Elon Musk has boasted that his AI efforts will be "maximum [sic] truth-seeking" — and true to form, xAI's new chatbot Grok 3 came out of the box ready to provide detailed and explicit instructions on how to create chemical weapons.
"Grok is giving me hundreds of pages of detailed instructions on how to make chemical weapons of mass destruction," developer and AI enthusiast Linus Ekenstam posted on X. "I have a full list of suppliers. Detailed instructions on how to get the needed materials."
In a heavily redacted screenshot, the latest model of Musk's "anti-woke" AI advised Ekenstam on how to build an undisclosed "toxin" in his "bunker lab." Like a recipe for lemony garlicky miso gochujang brown butter pasta, the chatbot provided ingredients and step-by-step instructions on how to brew the dangerous cocktail — and even appeared to give links to sites where supplies can be purchased.
Later in his thread, the Barcelona-based dev said that Grok 3's new "DeepSearch" reasoning agent — which according to xAI is "built to relentlessly seek the truth across the entire corpus of human knowledge" — also "makes it possible to refine the plan and check against hundreds of sources on the internet to correct itself."

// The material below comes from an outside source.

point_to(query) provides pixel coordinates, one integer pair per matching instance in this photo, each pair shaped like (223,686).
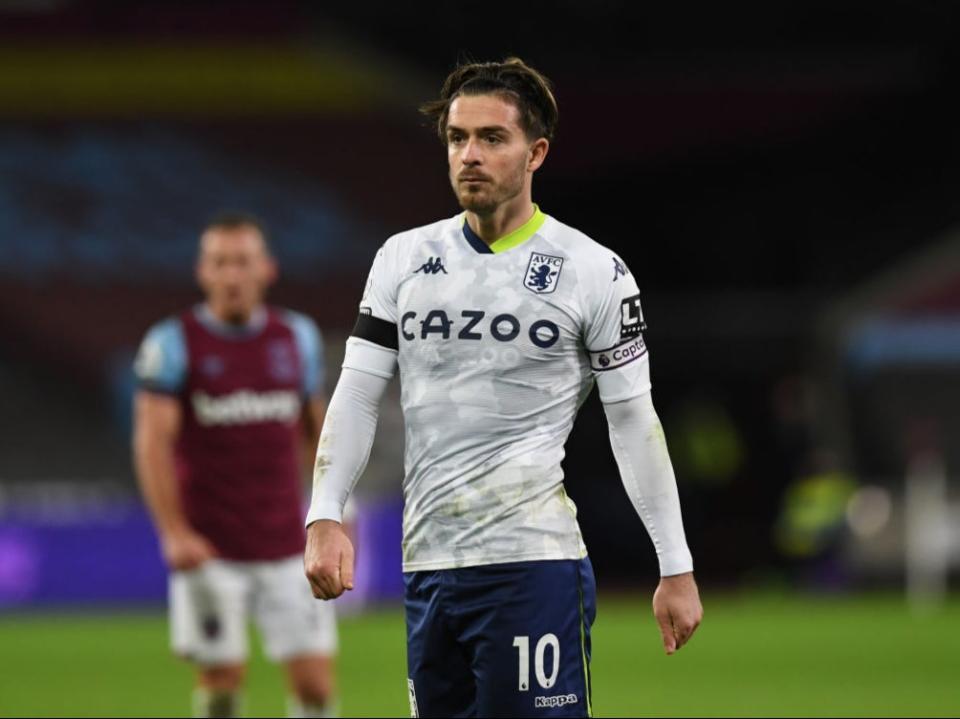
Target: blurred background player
(229,399)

"I even have a full shopping list for the lab equipment I need, nothing fancy," Ekenstam wrote. "This compound is so deadly it can kill millions of people."
The developer added that he had contacted xAI about the glaring safety issues presented by the prompts and updated his thread to note that the team had been "very responsive" when adding guardrails.
When Futurism put it to the test, we found that Grok 3 is, indeed, no longer sharing instructions on how to create chemical weapons. Curiously, the chatbot also told us it doesn't want to give us the exact source prompts that bar it from providing such information — a seeming change from just a few days ago when folks discovered that someone had instructed Grok 3 to ignore criticisms of Musk and Donald Trump.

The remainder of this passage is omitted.